Notice that Public_Holiday_Flag attribute in the Dim_Date table can accommodate NULL values and that during the population process we insert NULLs into it. This is because this column will be populated separately due to its nature i.e. these values cannot be computed or derived and need to be inserted manually. The existence of this field is not applicable to all environments but anywhere where KPIs are calculated based on a number of days from or to an event and the exclusion of public holidays is taken into account, this flag is necessary. Unfortunately, this process requires manual updates to a separate lookup table where public holidays are stored although I have seen automated attempts to pull this information from an online feed instead. As much as I am an “automation junkie”, I tend to do it manually as it only takes 2 minutes to gather the date values for the whole year. To populate public holidays flag field I’ve created a control table which I update once a year based on the yearly public holidays calendar issued by the state government. As in Australia not all public holidays are celebrated in all states equally, this may require some modifications based on your business requirements e.g. you may have a number of dates pointing to public holidays for each state/province.

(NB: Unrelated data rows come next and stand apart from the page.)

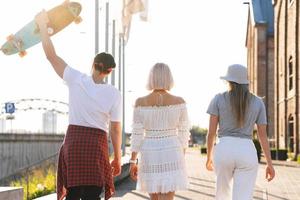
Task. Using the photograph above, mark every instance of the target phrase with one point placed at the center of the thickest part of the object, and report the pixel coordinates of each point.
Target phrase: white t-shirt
(90, 104)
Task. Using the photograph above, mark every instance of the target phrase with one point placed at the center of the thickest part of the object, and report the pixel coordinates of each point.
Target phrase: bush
(39, 183)
(258, 148)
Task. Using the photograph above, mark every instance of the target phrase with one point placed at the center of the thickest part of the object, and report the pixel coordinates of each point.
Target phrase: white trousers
(235, 164)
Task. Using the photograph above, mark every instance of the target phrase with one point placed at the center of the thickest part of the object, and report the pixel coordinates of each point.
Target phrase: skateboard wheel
(10, 37)
(78, 20)
(50, 30)
(22, 53)
(5, 51)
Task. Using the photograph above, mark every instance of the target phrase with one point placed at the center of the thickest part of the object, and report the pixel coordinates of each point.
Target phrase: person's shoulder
(140, 101)
(178, 99)
(258, 99)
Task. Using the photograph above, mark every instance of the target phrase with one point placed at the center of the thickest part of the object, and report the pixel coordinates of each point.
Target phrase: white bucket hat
(236, 73)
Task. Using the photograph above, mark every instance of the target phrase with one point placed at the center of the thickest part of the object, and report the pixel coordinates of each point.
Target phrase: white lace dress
(160, 133)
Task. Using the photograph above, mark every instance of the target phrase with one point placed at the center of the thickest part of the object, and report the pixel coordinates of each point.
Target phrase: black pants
(84, 193)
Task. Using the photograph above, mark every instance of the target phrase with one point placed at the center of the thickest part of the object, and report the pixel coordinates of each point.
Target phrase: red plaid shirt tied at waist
(84, 160)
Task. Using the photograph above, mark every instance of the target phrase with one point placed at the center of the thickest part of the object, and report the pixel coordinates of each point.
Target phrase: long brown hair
(240, 97)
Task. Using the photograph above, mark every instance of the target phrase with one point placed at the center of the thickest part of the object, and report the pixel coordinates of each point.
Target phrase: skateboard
(28, 36)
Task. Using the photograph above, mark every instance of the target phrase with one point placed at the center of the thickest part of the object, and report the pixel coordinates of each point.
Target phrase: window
(291, 73)
(290, 136)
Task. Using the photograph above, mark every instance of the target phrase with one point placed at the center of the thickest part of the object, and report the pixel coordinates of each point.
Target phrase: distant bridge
(37, 104)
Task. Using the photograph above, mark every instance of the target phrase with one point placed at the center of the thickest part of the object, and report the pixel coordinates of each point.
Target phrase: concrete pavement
(286, 185)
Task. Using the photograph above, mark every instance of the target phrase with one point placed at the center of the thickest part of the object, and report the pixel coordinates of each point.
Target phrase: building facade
(287, 79)
(260, 57)
(273, 64)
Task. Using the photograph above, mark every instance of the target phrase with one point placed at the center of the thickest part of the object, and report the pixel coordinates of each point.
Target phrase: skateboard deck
(28, 36)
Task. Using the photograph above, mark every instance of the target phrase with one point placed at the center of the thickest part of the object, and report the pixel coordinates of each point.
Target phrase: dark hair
(103, 62)
(240, 97)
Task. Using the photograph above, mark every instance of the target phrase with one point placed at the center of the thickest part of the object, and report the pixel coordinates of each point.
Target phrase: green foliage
(40, 183)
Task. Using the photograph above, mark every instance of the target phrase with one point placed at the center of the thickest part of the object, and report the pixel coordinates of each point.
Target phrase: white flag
(131, 7)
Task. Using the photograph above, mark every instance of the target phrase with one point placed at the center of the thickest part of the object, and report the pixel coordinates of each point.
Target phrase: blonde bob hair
(160, 78)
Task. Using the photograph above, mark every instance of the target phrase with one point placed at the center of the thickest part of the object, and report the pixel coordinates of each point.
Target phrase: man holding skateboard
(94, 108)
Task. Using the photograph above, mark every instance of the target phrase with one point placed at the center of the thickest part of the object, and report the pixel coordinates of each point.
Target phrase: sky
(197, 39)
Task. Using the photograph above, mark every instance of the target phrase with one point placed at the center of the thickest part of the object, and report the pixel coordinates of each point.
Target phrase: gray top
(255, 114)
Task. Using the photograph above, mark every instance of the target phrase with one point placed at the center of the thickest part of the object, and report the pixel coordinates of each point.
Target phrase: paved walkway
(286, 185)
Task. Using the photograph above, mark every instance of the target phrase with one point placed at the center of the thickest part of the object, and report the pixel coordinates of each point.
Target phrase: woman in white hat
(234, 157)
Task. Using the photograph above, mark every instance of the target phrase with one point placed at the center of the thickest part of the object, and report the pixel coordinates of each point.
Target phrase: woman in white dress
(160, 134)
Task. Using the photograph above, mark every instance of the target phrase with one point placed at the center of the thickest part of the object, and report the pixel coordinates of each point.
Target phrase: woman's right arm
(58, 64)
(262, 136)
(212, 131)
(137, 137)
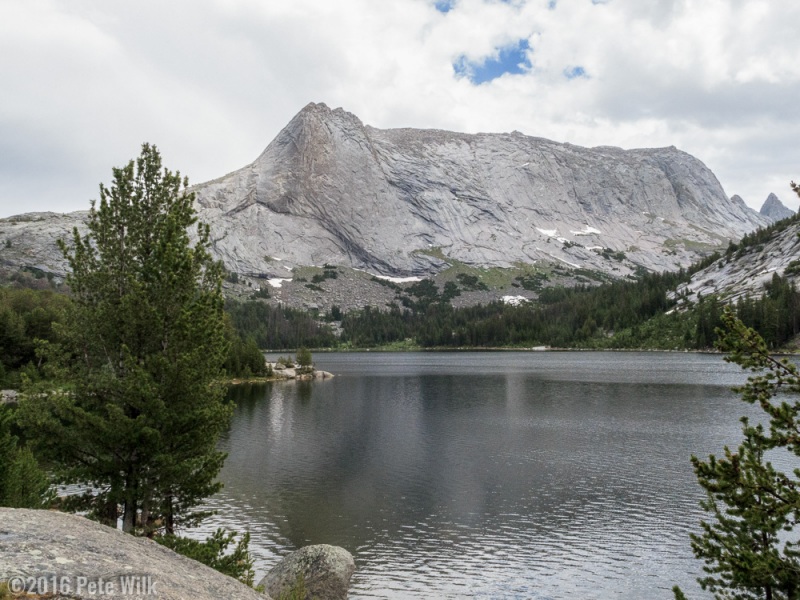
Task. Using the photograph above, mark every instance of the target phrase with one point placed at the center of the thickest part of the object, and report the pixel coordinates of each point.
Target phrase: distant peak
(321, 110)
(774, 209)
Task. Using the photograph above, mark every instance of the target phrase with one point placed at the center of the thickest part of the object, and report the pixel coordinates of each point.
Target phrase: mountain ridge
(401, 202)
(483, 199)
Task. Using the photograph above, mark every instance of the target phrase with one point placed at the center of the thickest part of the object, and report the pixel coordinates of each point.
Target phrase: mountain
(331, 190)
(744, 271)
(774, 210)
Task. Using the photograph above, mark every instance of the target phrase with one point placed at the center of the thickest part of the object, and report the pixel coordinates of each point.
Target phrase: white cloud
(211, 82)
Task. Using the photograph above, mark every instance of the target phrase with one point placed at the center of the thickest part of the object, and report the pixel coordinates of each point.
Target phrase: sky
(83, 83)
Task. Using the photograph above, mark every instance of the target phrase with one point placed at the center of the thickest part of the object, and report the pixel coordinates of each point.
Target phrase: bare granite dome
(329, 189)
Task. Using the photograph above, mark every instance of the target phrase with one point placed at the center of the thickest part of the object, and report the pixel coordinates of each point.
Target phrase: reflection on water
(487, 475)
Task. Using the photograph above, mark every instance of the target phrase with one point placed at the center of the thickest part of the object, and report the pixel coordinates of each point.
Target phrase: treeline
(582, 316)
(277, 327)
(30, 317)
(622, 314)
(26, 315)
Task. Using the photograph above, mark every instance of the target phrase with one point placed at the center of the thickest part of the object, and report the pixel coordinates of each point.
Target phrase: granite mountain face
(774, 210)
(399, 202)
(329, 189)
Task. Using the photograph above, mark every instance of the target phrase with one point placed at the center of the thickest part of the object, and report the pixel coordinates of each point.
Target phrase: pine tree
(140, 409)
(750, 544)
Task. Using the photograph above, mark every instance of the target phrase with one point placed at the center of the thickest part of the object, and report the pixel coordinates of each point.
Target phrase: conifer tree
(750, 543)
(140, 409)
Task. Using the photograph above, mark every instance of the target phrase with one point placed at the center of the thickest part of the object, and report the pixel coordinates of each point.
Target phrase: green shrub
(212, 552)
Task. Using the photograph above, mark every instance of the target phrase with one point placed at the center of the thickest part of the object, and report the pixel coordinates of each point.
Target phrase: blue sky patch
(575, 72)
(444, 5)
(509, 59)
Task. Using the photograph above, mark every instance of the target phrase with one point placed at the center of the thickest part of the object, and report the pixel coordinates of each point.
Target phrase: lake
(484, 474)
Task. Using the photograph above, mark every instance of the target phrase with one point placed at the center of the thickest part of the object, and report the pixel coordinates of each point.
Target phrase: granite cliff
(774, 210)
(329, 189)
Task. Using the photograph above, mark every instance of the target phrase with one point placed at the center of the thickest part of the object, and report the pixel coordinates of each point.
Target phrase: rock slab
(59, 555)
(326, 572)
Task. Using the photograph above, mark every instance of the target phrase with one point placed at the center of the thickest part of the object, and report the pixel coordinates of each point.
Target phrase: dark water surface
(484, 475)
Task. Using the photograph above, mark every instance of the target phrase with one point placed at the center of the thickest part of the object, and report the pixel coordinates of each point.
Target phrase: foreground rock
(87, 560)
(325, 570)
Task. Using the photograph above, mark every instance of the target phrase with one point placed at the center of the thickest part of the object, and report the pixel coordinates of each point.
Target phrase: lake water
(484, 475)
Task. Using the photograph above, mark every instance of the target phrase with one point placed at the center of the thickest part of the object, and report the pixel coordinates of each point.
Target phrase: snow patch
(398, 279)
(277, 281)
(586, 231)
(514, 300)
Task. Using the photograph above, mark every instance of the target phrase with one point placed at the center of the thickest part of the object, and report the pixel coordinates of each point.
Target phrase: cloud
(211, 82)
(508, 60)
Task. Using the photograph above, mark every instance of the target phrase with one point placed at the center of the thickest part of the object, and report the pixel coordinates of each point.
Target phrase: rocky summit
(774, 210)
(404, 202)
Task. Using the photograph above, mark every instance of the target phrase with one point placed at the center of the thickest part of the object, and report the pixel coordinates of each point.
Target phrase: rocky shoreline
(65, 556)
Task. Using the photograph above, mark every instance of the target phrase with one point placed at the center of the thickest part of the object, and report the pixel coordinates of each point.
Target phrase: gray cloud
(211, 82)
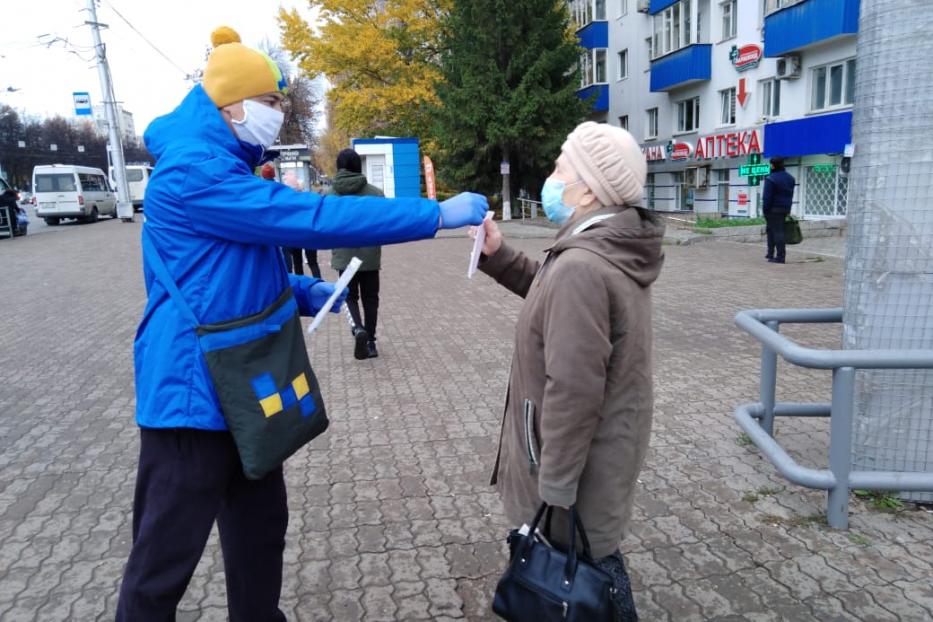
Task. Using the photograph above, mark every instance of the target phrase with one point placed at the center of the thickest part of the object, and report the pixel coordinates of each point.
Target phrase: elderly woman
(578, 413)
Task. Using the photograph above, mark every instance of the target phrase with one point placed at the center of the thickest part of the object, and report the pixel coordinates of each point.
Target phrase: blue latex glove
(321, 291)
(467, 208)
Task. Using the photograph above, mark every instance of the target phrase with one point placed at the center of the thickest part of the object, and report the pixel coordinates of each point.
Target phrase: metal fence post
(840, 446)
(768, 383)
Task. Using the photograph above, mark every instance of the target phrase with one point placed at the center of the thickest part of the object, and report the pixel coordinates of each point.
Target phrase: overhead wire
(143, 37)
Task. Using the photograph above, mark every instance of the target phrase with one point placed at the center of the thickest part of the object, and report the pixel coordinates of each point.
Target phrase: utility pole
(124, 207)
(505, 170)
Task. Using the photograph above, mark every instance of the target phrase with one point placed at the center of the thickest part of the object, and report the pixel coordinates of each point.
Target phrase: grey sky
(146, 83)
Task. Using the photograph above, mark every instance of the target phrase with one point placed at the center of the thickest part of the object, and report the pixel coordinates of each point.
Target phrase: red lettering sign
(681, 151)
(732, 145)
(753, 146)
(727, 145)
(745, 57)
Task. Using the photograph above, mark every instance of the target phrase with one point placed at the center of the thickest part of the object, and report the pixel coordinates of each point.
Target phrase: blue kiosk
(392, 164)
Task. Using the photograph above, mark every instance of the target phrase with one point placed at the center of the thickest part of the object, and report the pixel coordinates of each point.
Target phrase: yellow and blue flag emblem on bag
(273, 400)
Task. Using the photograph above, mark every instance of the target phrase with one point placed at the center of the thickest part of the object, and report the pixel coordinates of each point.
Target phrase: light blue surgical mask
(552, 199)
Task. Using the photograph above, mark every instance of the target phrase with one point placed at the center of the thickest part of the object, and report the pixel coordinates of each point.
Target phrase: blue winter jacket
(218, 228)
(778, 195)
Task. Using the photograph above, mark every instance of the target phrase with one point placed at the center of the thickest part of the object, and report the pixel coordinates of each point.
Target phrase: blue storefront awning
(825, 134)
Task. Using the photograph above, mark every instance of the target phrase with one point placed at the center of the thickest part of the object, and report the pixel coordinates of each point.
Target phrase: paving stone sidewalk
(390, 514)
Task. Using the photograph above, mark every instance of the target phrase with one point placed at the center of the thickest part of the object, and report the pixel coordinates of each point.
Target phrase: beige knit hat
(609, 161)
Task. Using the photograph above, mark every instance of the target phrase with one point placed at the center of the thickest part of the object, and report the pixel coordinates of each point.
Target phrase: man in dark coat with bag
(776, 200)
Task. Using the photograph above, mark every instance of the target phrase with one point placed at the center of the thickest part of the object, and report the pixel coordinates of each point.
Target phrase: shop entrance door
(826, 190)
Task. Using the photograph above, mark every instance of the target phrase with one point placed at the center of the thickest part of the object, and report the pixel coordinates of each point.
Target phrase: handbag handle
(576, 526)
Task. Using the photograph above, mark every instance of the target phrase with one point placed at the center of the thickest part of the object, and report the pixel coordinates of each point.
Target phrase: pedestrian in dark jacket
(213, 232)
(777, 199)
(350, 180)
(578, 413)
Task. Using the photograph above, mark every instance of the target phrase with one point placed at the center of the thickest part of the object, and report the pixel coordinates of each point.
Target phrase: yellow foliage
(380, 55)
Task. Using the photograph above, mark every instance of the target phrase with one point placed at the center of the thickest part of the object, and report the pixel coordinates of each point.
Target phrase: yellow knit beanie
(235, 72)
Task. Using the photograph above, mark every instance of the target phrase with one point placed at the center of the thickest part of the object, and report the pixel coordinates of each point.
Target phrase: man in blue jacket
(217, 229)
(777, 199)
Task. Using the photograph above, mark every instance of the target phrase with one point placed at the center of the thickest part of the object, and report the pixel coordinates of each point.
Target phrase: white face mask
(260, 125)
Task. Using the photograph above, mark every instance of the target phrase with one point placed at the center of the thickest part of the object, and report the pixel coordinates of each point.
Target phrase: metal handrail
(757, 420)
(755, 322)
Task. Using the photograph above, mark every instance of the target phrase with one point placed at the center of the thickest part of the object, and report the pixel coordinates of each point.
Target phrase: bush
(715, 223)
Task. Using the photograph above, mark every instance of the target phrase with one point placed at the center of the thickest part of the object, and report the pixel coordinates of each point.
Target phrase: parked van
(68, 191)
(137, 178)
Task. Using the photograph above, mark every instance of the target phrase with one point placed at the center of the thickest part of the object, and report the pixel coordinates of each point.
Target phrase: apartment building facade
(710, 85)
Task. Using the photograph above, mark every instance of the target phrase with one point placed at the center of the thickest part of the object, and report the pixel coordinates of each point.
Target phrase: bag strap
(576, 526)
(165, 279)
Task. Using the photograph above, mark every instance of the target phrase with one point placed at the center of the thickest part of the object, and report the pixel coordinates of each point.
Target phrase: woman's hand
(493, 240)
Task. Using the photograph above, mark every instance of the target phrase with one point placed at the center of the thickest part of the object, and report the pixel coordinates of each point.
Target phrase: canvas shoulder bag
(261, 374)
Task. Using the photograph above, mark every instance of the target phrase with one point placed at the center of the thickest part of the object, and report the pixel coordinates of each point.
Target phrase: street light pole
(124, 207)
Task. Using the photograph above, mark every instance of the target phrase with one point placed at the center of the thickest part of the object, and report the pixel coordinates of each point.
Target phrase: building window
(727, 107)
(833, 86)
(593, 67)
(688, 115)
(771, 98)
(586, 11)
(775, 5)
(651, 130)
(722, 194)
(623, 65)
(672, 29)
(649, 191)
(729, 19)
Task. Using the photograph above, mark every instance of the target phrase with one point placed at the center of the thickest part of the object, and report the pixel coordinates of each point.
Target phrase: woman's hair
(349, 160)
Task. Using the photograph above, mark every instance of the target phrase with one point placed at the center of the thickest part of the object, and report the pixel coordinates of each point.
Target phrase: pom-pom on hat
(236, 72)
(609, 161)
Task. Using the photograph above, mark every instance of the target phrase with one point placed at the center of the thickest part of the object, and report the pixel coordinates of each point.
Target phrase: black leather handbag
(792, 232)
(544, 583)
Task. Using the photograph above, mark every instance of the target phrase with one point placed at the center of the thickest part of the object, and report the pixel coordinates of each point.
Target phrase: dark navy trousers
(186, 480)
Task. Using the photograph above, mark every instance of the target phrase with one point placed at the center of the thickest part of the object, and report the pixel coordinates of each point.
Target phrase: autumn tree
(304, 99)
(329, 145)
(381, 57)
(508, 93)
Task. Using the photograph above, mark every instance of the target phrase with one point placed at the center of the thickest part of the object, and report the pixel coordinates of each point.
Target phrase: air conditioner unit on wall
(788, 67)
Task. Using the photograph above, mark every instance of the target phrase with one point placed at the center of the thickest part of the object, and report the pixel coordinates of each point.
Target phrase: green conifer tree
(509, 92)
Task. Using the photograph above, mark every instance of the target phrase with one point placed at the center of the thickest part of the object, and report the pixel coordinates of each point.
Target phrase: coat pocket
(531, 445)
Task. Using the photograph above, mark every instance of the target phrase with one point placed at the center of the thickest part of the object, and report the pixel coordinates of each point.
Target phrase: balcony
(656, 6)
(594, 35)
(809, 23)
(685, 66)
(601, 91)
(823, 134)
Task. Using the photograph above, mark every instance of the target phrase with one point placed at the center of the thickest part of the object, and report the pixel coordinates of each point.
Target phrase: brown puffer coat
(578, 413)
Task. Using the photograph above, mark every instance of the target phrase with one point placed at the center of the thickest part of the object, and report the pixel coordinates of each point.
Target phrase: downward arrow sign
(743, 95)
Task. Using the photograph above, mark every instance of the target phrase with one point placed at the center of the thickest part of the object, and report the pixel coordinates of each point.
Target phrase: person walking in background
(365, 284)
(293, 255)
(776, 200)
(578, 413)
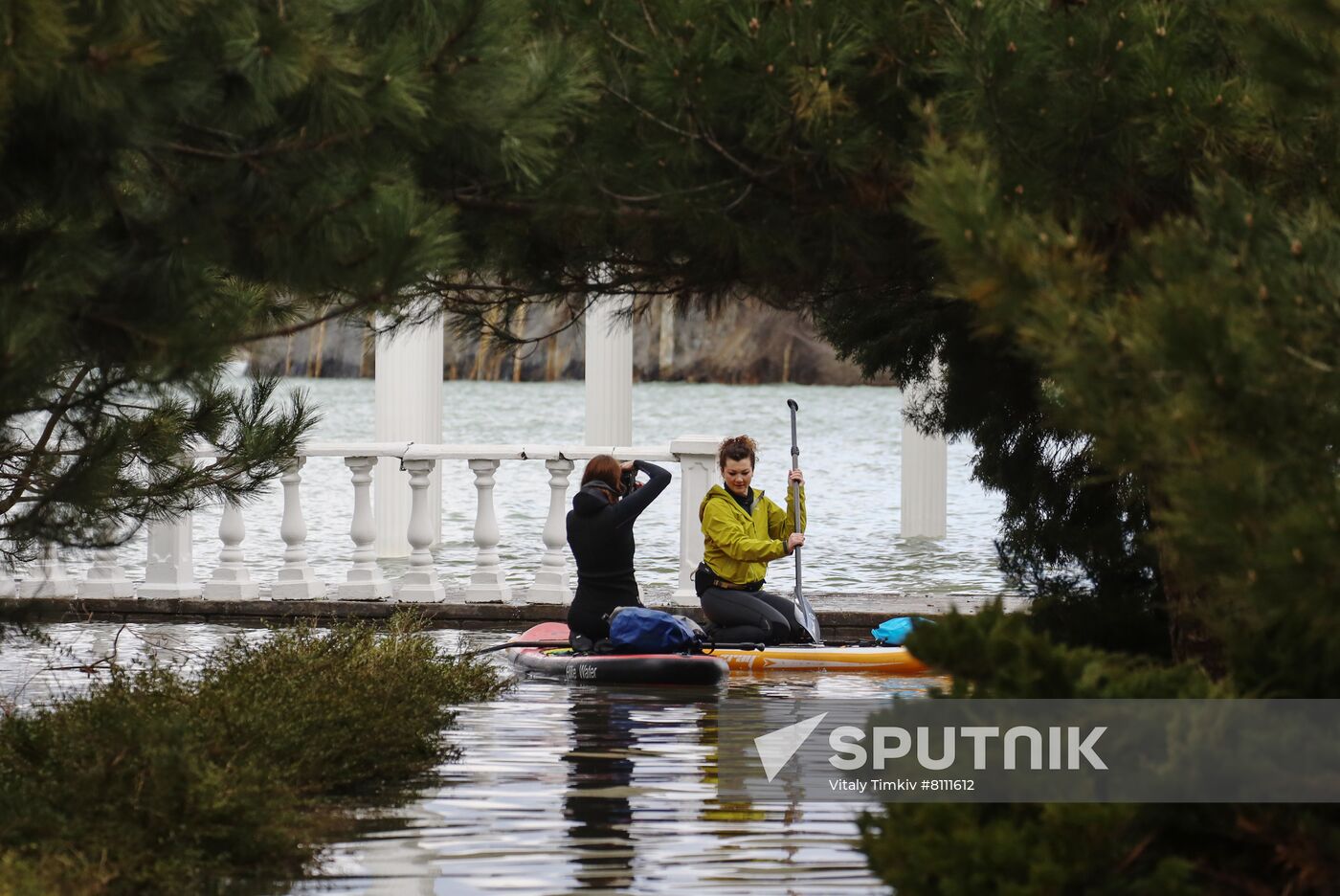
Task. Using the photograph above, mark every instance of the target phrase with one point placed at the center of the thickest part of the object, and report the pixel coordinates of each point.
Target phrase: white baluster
(365, 579)
(49, 579)
(106, 577)
(419, 583)
(697, 467)
(486, 581)
(551, 581)
(295, 580)
(232, 579)
(169, 571)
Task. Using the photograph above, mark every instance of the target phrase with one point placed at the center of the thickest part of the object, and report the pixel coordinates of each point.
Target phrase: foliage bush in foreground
(154, 782)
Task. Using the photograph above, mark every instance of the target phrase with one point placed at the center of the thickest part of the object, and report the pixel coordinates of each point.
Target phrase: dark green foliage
(153, 782)
(181, 178)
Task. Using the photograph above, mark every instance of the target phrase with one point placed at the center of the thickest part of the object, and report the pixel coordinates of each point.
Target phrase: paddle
(807, 614)
(509, 644)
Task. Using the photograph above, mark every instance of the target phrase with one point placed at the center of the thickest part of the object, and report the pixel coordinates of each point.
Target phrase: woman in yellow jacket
(743, 530)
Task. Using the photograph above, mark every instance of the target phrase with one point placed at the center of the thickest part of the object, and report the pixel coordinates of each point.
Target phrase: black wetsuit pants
(590, 616)
(752, 616)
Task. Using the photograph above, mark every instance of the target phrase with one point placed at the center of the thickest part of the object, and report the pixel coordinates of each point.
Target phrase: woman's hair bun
(737, 448)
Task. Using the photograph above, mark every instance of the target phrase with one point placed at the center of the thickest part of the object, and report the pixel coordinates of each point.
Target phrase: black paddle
(807, 614)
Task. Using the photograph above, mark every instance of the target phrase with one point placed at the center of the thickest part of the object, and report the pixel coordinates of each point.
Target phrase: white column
(409, 409)
(49, 577)
(486, 581)
(106, 577)
(295, 580)
(925, 479)
(365, 579)
(551, 581)
(232, 579)
(609, 372)
(419, 583)
(169, 570)
(697, 470)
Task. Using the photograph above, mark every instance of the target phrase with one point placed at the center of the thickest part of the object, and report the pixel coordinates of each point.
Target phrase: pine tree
(1115, 225)
(180, 178)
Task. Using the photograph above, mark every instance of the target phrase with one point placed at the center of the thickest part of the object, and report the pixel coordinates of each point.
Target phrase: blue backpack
(893, 633)
(636, 630)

CREATE TABLE [dbo].[Public_Holidays]( [Public_Holiday_Date] [date] NOT NULL ) ON [PRIMARY] GO
All there is left to finish the Dim_Date table population is to issue an UPDATE statement to populate the column according to the Public_Holidays dates as per below:
UPDATE Dim_Date SET Public_Holiday_Flag = 'Y' FROM Dim_Date a INNER JOIN Public_Holidays b ON a.Calendar_Date = b.Public_Holiday_Date GO UPDATE Dim_Date SET Public_Holiday_Flag = 'N' WHERE Public_Holiday_Flag IS NULL GO
This is just one of the ways to create a ‘DATE’ dimention table used for a data mart dimentional model. Some of those attributes we calculated and pushed into the table may be obsolete for your project and some may not be there at all. This is why ‘DATE’ dimension table, although common to all data marts, is an enterprise-specific object and which attributes you use to populate it are driven by your business requirements and needs. If a different data derivative or date format is required, there is no reason why it should not be implemented during this process as apposed to during query structuring for a given output (this really is a separate topic for a separate post). Remember, dimension tables are supposed to be wide, as opposed to fact tables, which are typically long. Having a few extra columns will not hurt a great deal and the CPU cycles we save by ensuring all required attributes are already pre-computed can go a long way during an intensive ETL or report execution process.